Sinbad the Sailor’s Fifth Voyage

From the Arabian Nights

“I found myself in a kind of paradise, home to sweet smelling flowers, delicious low hanging fruit, and birds singing the praises of the one who is eternal. A mossy bank was my pillow for the night, by the side of a stream. In the morning when I awoke I saw, sitting not far from me, an old man dressed in a skirt of palm leaves. He made signs, as if begging me to pick him up on my shoulders and carry him across the water. I thought to myself:

“I may profit in Heaven if I help this old man,” and I did as he asked, and let him climb onto my shoulders. I waded across the water and knelt down to let him clamber back onto the ground. But he did not leave my shoulders. Instead he wrapped his leathery legs around my neck, half strangling me. I was finding it hard to breath, and for a moment the world went black to me and I lost consciousness. I came round a few moments later, and felt the old man, still on my shoulders, now kicking my sides. The pain forced me to rise again to my feet. Then he pointed for me to take him among the fruit trees, so that he could reach up and grab whatever he wanted to take and eat. If ever I refused to do his bidding, he beat or strangled me into submission.
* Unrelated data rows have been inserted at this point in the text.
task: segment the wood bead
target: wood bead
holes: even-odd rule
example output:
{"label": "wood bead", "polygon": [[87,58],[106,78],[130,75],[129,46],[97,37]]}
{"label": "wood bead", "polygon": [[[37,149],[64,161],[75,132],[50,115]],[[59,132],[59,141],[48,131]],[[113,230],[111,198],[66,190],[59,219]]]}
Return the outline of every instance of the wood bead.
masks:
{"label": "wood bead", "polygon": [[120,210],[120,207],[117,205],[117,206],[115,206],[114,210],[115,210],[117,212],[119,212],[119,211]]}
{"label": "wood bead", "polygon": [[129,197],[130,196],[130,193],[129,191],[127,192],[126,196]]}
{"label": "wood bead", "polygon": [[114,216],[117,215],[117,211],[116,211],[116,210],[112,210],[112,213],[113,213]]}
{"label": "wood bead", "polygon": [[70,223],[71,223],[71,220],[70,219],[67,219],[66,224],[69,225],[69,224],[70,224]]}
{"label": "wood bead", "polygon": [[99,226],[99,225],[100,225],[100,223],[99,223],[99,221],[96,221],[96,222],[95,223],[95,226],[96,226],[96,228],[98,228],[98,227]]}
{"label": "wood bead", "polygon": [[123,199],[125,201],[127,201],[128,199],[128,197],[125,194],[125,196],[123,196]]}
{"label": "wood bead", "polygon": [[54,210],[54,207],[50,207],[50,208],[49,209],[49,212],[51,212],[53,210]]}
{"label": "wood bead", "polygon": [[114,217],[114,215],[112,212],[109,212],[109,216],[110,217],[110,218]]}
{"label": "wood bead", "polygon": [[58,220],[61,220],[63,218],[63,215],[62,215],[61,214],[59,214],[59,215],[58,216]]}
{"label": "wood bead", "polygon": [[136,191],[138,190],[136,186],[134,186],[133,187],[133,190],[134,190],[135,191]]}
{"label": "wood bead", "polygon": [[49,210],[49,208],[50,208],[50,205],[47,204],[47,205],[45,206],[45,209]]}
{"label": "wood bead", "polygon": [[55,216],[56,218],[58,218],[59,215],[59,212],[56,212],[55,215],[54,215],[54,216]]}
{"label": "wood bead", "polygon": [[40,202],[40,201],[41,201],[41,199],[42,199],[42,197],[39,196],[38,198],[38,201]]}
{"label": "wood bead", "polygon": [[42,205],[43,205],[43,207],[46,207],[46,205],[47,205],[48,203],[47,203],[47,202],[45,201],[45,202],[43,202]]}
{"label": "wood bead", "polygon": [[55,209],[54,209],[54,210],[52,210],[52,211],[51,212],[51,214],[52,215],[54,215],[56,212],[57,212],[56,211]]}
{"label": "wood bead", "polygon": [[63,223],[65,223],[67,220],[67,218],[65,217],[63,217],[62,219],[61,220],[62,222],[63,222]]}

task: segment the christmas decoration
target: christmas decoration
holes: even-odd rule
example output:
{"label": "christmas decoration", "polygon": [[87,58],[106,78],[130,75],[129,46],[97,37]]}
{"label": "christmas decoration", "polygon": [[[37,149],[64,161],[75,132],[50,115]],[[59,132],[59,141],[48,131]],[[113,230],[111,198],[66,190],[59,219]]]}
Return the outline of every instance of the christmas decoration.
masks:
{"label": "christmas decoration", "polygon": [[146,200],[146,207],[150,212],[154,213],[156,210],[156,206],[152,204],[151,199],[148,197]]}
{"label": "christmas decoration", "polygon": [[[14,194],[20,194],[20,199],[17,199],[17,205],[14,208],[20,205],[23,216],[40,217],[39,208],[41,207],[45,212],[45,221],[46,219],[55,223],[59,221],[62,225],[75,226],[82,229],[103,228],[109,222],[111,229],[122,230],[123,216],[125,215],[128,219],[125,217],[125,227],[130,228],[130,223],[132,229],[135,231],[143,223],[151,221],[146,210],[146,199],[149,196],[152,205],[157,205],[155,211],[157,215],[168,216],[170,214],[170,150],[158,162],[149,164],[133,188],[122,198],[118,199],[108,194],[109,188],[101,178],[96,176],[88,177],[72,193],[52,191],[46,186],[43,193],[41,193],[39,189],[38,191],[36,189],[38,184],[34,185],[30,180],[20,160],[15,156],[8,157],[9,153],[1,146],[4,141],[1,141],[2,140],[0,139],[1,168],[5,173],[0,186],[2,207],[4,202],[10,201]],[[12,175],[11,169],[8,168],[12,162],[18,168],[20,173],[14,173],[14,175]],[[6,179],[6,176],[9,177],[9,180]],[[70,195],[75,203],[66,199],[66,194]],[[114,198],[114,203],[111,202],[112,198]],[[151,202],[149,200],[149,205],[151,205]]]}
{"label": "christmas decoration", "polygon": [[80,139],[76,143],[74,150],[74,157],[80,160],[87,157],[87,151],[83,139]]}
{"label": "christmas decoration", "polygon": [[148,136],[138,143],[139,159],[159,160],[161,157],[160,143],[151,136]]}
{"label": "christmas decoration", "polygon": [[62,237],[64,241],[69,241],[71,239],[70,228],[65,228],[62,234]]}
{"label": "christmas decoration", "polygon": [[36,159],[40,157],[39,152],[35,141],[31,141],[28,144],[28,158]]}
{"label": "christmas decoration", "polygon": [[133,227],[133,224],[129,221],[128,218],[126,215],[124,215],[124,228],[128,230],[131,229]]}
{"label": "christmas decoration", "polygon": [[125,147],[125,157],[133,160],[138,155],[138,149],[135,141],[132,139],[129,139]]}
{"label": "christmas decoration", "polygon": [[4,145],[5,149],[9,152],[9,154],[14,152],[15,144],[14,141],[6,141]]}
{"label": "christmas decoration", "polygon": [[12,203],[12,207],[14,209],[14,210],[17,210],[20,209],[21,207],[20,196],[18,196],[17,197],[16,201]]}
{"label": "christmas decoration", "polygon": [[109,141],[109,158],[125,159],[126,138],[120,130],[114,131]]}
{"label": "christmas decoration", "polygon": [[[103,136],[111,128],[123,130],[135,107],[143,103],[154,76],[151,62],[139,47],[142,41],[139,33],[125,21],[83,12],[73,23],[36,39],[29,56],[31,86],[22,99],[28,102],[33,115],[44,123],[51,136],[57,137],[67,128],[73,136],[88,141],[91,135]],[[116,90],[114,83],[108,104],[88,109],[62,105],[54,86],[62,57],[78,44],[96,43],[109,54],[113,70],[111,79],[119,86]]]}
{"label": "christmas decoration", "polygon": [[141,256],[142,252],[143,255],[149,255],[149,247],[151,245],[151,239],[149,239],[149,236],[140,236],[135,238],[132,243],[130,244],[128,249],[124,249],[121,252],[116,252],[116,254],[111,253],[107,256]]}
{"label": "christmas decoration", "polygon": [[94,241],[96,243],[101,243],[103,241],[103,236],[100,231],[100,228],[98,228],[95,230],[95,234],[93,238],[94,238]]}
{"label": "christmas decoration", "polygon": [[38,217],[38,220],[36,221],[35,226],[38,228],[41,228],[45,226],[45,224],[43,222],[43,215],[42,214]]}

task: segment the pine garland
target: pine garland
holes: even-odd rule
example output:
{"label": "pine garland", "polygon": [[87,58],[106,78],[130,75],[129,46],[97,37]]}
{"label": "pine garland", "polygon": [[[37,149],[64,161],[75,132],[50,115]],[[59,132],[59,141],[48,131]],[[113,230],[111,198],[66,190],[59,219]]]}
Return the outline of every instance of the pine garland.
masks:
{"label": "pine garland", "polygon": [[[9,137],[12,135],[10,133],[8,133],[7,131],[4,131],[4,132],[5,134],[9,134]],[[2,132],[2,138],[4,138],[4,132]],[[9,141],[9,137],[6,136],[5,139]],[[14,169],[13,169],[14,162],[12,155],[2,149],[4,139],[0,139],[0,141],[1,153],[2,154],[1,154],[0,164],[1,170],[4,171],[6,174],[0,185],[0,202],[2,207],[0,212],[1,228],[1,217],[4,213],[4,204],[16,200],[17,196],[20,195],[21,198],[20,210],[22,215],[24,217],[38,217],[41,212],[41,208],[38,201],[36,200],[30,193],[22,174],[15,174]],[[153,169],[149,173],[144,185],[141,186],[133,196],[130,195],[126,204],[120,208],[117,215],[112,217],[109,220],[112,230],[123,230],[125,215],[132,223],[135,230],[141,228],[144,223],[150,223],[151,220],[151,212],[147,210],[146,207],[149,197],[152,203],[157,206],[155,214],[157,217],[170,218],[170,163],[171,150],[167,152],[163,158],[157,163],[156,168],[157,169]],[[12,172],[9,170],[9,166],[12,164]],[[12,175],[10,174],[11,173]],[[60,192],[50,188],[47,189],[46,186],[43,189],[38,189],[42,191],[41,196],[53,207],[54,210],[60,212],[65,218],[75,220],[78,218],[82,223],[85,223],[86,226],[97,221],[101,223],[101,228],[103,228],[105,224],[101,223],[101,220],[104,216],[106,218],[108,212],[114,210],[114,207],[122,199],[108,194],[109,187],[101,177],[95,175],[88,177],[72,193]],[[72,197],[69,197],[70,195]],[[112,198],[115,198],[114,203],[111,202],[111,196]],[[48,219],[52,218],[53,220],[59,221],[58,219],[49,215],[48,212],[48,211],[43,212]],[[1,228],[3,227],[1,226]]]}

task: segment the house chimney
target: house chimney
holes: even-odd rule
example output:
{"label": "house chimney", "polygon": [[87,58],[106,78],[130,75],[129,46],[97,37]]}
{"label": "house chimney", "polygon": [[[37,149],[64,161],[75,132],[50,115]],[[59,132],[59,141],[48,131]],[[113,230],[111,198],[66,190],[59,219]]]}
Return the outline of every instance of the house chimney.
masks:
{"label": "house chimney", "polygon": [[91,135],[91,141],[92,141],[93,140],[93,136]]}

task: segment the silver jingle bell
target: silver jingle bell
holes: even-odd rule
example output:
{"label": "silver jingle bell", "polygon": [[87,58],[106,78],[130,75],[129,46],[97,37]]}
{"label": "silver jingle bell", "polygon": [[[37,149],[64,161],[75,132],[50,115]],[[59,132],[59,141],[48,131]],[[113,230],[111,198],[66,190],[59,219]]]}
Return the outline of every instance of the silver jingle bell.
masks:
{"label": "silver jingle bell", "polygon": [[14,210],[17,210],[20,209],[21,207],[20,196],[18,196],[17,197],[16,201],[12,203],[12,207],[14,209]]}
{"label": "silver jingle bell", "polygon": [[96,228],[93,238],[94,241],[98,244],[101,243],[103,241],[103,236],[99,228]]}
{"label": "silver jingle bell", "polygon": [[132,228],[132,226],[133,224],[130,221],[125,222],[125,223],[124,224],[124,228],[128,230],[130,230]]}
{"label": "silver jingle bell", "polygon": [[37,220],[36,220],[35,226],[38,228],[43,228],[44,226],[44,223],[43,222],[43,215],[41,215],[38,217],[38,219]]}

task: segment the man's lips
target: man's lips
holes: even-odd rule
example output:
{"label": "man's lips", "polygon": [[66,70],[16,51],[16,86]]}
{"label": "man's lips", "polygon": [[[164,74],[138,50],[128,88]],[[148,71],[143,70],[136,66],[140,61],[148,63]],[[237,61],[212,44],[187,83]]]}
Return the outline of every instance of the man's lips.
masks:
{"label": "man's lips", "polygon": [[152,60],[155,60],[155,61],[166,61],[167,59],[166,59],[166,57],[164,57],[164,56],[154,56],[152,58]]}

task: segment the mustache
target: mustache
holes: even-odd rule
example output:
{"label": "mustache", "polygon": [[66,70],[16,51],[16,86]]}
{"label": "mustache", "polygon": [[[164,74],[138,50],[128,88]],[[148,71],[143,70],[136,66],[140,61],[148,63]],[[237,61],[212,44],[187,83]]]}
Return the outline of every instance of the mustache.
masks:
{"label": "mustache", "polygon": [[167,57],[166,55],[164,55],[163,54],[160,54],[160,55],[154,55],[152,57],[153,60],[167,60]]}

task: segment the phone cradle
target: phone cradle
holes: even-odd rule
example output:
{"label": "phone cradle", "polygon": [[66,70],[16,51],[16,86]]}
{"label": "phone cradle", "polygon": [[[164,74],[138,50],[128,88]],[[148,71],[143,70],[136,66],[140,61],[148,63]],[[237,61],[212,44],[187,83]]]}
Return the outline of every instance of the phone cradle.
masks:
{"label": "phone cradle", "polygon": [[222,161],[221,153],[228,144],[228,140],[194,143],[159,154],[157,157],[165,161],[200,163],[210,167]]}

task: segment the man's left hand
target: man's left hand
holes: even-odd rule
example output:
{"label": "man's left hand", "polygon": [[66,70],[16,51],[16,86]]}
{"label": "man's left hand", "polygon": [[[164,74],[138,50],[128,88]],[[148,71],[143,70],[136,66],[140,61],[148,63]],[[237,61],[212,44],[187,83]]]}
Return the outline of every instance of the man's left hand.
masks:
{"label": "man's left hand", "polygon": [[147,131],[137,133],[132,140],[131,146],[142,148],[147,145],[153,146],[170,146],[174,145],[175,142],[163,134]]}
For some days, I carried my burden around the island. At night I slept with him, still entwined around my neck. There was nothing I could do to shake him off, try as I might. I was growing weaker by the day. I began to curse my own kindness.

“By Allah! As long as I live I shall never do a free favour for another man again! My only thought was to help this fellow, and he has repaid me with suffering.”